US 12,288,304 B2
Systems and methods for rendering models based on medical imaging data
Laurent Pelissier, North Vancouver (CA); and Kris Dickie, Vancouver (CA)
Assigned to Clarius Mobile Health Corp., Vancouver (CA)
Filed by Clarius Mobile Health Corp., Vancouver (CA)
Filed on Oct. 30, 2023, as Appl. No. 18/385,323.
Application 18/385,323 is a continuation of application No. 17/553,541, filed on Dec. 16, 2021, granted, now 11,804,020.
Claims priority of provisional application 63/131,280, filed on Dec. 28, 2020.
Prior Publication US 2024/0062498 A1, Feb. 22, 2024
This patent is subject to a terminal disclaimer.
Int. Cl. G06T 19/20 (2011.01); A61B 34/10 (2016.01); G06T 7/00 (2017.01); G06T 17/00 (2006.01); G16H 30/20 (2018.01)

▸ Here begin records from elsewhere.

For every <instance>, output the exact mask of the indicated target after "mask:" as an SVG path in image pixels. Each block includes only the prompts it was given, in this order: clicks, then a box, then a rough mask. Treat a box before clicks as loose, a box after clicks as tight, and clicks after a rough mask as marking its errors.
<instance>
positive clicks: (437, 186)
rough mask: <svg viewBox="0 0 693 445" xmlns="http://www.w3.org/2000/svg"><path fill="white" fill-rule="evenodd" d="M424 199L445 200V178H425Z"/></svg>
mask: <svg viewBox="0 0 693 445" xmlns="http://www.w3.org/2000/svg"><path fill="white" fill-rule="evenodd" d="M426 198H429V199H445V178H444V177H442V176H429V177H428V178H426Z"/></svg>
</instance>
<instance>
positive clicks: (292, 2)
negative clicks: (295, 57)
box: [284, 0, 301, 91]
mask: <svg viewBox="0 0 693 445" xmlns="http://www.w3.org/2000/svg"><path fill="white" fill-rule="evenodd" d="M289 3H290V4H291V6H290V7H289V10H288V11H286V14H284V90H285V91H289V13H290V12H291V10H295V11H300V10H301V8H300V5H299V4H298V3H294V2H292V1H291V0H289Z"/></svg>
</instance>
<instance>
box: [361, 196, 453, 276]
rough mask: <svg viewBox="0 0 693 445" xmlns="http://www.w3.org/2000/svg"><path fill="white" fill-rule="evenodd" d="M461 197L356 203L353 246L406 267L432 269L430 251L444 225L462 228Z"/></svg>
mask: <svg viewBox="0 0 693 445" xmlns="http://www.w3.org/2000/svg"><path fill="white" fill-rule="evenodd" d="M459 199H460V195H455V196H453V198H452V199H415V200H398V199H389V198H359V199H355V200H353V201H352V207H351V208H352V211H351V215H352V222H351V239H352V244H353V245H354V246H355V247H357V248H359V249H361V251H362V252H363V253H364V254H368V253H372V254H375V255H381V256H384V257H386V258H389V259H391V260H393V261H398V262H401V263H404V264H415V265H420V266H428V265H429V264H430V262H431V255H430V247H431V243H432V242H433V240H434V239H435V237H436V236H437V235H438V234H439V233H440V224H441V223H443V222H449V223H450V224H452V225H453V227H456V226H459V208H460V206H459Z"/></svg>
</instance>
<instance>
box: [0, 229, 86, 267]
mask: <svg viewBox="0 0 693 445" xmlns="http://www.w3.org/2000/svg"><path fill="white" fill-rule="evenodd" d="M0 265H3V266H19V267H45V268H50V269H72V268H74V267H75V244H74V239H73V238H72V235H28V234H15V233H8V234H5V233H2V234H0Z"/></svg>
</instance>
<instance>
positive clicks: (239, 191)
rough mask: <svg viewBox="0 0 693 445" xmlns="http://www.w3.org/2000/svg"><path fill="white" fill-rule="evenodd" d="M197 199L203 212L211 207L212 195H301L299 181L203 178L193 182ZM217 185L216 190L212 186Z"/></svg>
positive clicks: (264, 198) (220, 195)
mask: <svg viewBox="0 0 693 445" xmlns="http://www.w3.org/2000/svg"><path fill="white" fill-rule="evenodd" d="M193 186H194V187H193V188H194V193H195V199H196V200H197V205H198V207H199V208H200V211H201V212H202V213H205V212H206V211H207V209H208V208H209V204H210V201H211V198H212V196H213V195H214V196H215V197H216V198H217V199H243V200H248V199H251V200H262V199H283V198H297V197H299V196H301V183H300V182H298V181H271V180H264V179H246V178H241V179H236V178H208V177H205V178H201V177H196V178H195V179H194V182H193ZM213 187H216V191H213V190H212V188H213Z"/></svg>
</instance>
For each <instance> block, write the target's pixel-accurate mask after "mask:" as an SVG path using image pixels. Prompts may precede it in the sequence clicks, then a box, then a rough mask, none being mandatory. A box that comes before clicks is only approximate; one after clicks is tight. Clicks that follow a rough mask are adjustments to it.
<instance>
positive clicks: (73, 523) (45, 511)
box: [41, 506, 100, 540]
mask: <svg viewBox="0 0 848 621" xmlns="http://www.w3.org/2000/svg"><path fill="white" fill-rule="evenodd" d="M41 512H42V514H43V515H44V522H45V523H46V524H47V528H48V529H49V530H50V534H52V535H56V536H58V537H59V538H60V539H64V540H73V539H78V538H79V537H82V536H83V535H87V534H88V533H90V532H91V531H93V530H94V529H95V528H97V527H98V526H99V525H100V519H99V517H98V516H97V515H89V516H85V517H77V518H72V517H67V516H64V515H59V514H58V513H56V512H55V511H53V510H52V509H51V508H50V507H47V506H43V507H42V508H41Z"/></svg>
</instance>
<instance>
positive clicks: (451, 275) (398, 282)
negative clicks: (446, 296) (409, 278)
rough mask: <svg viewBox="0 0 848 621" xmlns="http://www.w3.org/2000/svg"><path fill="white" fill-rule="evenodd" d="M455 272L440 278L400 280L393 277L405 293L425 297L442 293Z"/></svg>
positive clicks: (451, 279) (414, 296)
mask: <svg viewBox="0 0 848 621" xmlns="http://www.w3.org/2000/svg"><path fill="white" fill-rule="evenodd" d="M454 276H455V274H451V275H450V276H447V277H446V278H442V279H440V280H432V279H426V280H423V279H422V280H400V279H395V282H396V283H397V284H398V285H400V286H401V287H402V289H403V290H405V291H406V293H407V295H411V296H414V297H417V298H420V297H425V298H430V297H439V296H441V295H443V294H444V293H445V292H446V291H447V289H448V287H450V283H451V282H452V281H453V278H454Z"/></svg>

CPC G06T 19/20 (2013.01) [A61B 34/10 (2016.02); G06T 7/0012 (2013.01); G06T 17/00 (2013.01); G16H 30/20 (2018.01); A61B 2034/105 (2016.02); G06T 2200/24 (2013.01); G06T 2207/30004 (2013.01); G06T 2219/2012 (2013.01)] 17 Claims
OG exemplary drawing
 
1. A method of creating a 3D model, which is a visual representation of at least one physiological parameter, the method comprising:
deploying an artificial intelligence (AI) model to execute on a computing device communicably connected to an ultrasound scanner, said ultrasound scanner acquiring medical imaging data, wherein the AI model is trained using medical image data selected from the group consisting of radio frequency (RF) data, pre-scan converted data, and post-scan converted data so that when it is deployed, the computing device identifies a type of anatomy imaged in the medical imaging data and at least one of a cross-sectional view of the anatomy and an orientation of the medical imaging data;
acquiring, at the computing device, new medical imaging data selected from the group consisting of RF data, pre-scan converted data, and post-scan converted data;
processing, using the AI model, the new medical imaging data to identify a type of anatomy imaged in the medical imaging data and at least one of a cross-sectional view of the anatomy and an orientation of the medical imaging data;
employing the type of anatomy and the at least one of the cross-sectional view of the anatomy and the orientation of the medical imaging data to identify at least one physiological parameter;
employing the identified at least one physiological parameter to select a corresponding 3D model;
modifying the corresponding 3D model to alter one or more model parameters therein, to match the identified at least one physiological parameter, thereby customizing the visual appearance of the corresponding 3D model.